Leading up to 2022, financial advisors and their clients had grown accustomed to a relatively low mortgage rate environment. In fact, until earlier this year, the average 30-year fixed mortgage rate had stayed below 5% since 2010 (and below 7% since 2001). But as the Federal Reserve has sought to raise interest rates this year to combat inflation, mortgage rates have reached higher levels not seen in more than 20 years, with 30-year fixed mortgages reaching an average of 6.9% in October 2022, twice the 3.45% average rate in January.
While the plight of today’s first-time homebuyers facing higher mortgage rates has attracted much media attention (deservedly so, as the monthly payment on a 30-year fixed mortgage for the median-priced home in the U.S. increased by nearly $1,000 in the past year), higher interest rates can affect financial planning calculations for current homeowners as well. For instance, higher interest rates have raised the borrowing costs for those looking to tap their home equity through a home equity loan or a Home Equity Line Of Credit (HELOC), and older homeowners considering a reverse mortgage will also be subject to higher interest rates.
At the same time, higher interest rates can present opportunities for some individuals. For example, those who are interested in making an intra-family loan could generate more income from the higher Applicable Federal Rates (while the loan recipient benefits from a rate significantly lower than standard mortgage rates).
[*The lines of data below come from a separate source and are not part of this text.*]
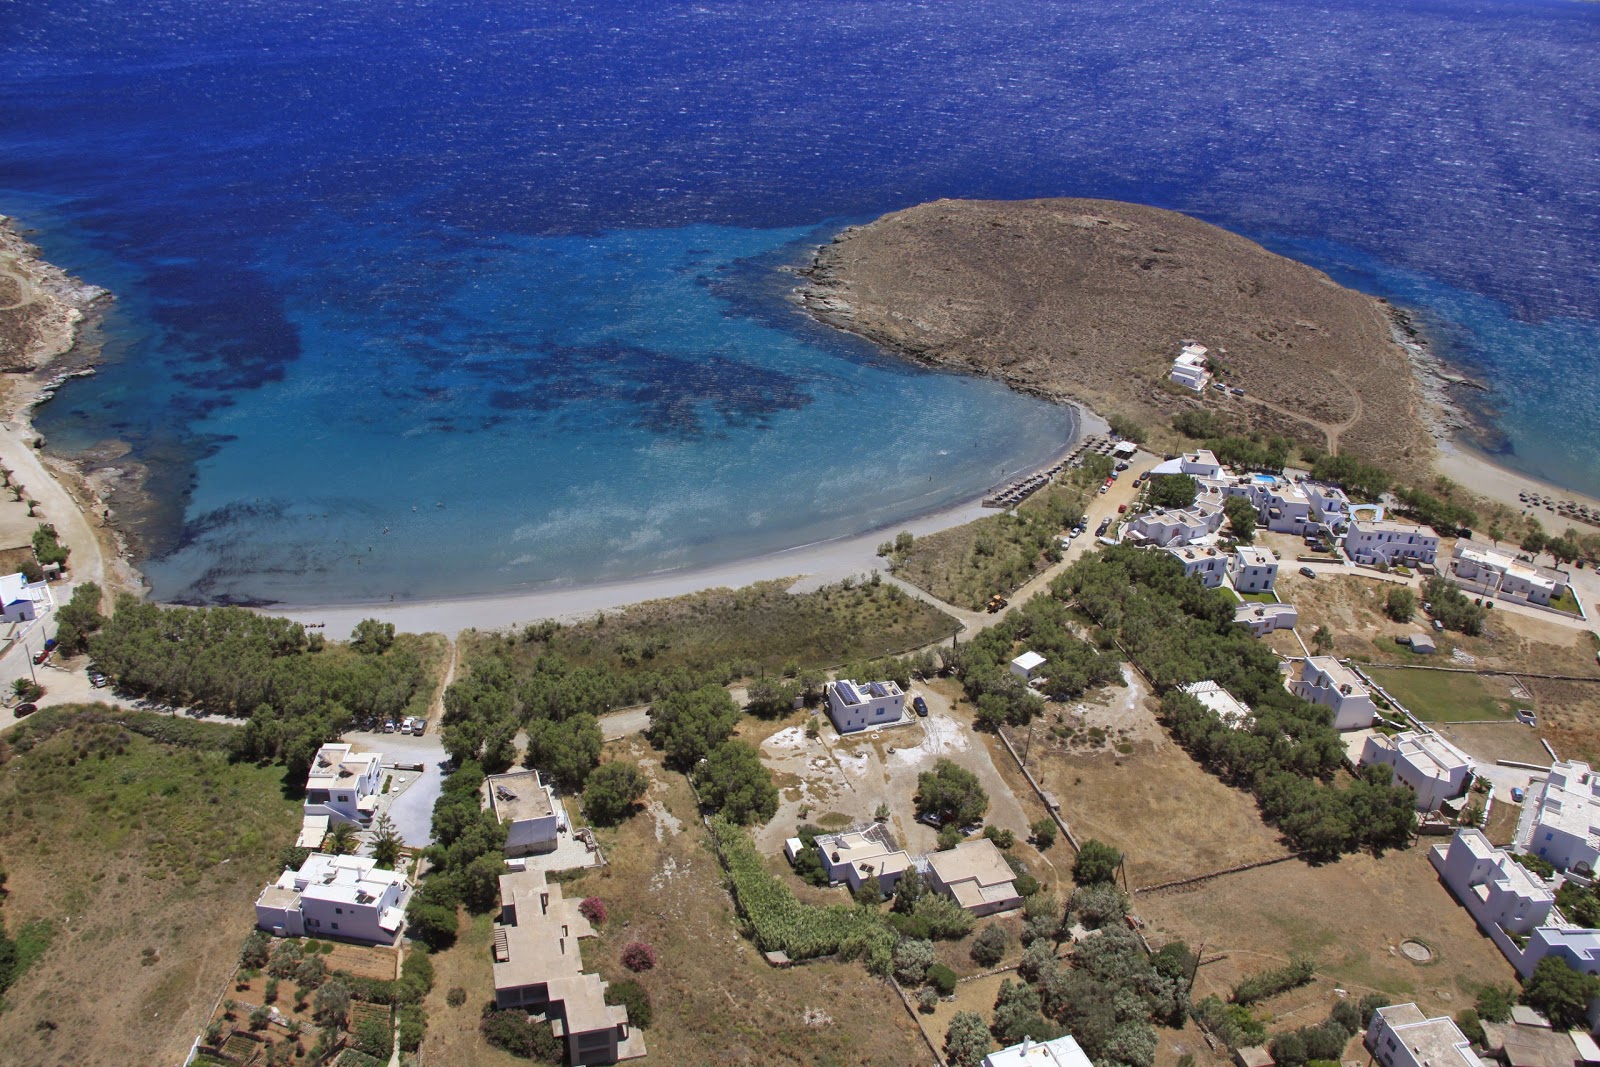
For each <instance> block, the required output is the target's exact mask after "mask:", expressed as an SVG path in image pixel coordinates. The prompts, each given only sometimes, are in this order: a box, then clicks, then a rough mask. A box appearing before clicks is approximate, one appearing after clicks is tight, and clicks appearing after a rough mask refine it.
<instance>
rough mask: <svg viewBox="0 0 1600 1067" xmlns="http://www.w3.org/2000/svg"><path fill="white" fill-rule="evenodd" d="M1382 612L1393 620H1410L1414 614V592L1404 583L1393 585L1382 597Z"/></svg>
mask: <svg viewBox="0 0 1600 1067" xmlns="http://www.w3.org/2000/svg"><path fill="white" fill-rule="evenodd" d="M1384 614H1386V616H1389V617H1390V619H1394V621H1395V622H1410V621H1411V616H1413V614H1416V593H1413V592H1411V590H1410V589H1406V587H1405V585H1395V587H1392V589H1390V590H1389V595H1387V597H1384Z"/></svg>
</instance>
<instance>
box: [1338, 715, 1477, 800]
mask: <svg viewBox="0 0 1600 1067" xmlns="http://www.w3.org/2000/svg"><path fill="white" fill-rule="evenodd" d="M1374 763H1381V765H1384V766H1389V768H1392V769H1394V781H1395V782H1398V784H1402V785H1410V787H1411V789H1413V790H1416V809H1418V811H1437V809H1438V806H1440V805H1443V803H1445V801H1446V800H1453V798H1456V797H1459V795H1461V793H1464V792H1467V785H1469V784H1470V782H1472V760H1470V758H1469V757H1467V753H1466V752H1462V750H1461V749H1458V747H1456V745H1453V744H1450V742H1448V741H1445V739H1443V737H1440V736H1438V734H1429V733H1422V731H1418V729H1408V731H1405V733H1400V734H1395V736H1394V737H1390V736H1387V734H1373V736H1371V737H1368V739H1366V744H1365V747H1363V749H1362V766H1370V765H1374Z"/></svg>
In addition, many current homeowners could have mortgages with rates lower than the ‘risk-free’ rate of return now available on U.S. government debt, which has risen alongside broader interest rates (perhaps changing the calculus of whether to pay down their mortgage early). And current homeowners with significant equity could consider downsizing and buying a smaller home in cash, potentially benefiting from a less-competitive housing market while not having to take out a mortgage at the current rates.
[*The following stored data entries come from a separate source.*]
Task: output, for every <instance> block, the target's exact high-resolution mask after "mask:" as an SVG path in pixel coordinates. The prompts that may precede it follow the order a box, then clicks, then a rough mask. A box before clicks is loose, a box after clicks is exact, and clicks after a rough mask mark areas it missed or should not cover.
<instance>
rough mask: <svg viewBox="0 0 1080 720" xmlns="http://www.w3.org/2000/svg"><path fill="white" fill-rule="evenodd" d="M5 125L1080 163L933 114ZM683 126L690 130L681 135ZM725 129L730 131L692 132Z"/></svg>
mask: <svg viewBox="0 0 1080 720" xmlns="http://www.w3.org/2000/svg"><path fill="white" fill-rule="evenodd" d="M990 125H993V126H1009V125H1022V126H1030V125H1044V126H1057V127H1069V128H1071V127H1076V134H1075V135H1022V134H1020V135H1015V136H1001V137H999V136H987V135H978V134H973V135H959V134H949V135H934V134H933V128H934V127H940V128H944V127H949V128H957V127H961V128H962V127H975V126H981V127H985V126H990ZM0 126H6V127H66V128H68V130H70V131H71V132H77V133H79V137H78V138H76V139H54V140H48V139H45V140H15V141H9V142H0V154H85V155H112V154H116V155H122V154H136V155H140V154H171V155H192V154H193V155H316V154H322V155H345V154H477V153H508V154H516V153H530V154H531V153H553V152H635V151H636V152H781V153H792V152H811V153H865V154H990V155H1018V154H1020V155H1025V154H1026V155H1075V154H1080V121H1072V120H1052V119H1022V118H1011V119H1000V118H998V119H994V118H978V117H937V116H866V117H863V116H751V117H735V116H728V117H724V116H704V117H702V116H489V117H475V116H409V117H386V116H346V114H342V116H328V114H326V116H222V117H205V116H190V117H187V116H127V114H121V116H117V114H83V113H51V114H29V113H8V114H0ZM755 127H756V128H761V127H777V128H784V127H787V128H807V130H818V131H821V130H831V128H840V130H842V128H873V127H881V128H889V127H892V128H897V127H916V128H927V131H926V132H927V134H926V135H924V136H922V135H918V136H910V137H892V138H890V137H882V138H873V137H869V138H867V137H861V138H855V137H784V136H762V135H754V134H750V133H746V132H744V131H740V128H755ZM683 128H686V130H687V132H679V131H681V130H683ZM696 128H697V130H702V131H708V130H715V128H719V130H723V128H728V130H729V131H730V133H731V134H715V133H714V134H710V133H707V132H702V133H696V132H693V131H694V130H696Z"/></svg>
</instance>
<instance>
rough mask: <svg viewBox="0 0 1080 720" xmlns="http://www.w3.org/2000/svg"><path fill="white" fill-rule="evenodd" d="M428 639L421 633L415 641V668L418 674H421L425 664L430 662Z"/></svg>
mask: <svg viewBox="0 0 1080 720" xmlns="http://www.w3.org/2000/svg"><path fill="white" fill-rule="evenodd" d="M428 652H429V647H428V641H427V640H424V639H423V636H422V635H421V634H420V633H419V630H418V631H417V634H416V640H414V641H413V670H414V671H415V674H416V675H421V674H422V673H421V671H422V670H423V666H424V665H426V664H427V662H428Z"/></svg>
Ultimately, the key point is that a higher interest-rate environment affects not only homebuyers looking to purchase a home for the first time but also those who are current homeowners. Further, given that a home can be considered a consumption good (that often comes with emotional attachments) as well as an asset on the homeowner’s net worth statement, advisors can also add value by helping clients explore their home-related goals and assessing the financial tradeoffs of purchasing a more or less expensive home with a mortgage in a higher rate environment (or, if they have the means, whether buying a home in cash might be appropriate!). Regardless of whether a client is an aspiring first-time homebuyer or considering downsizing in retirement, advisors can add value by helping their clients navigate higher mortgage-rate environments!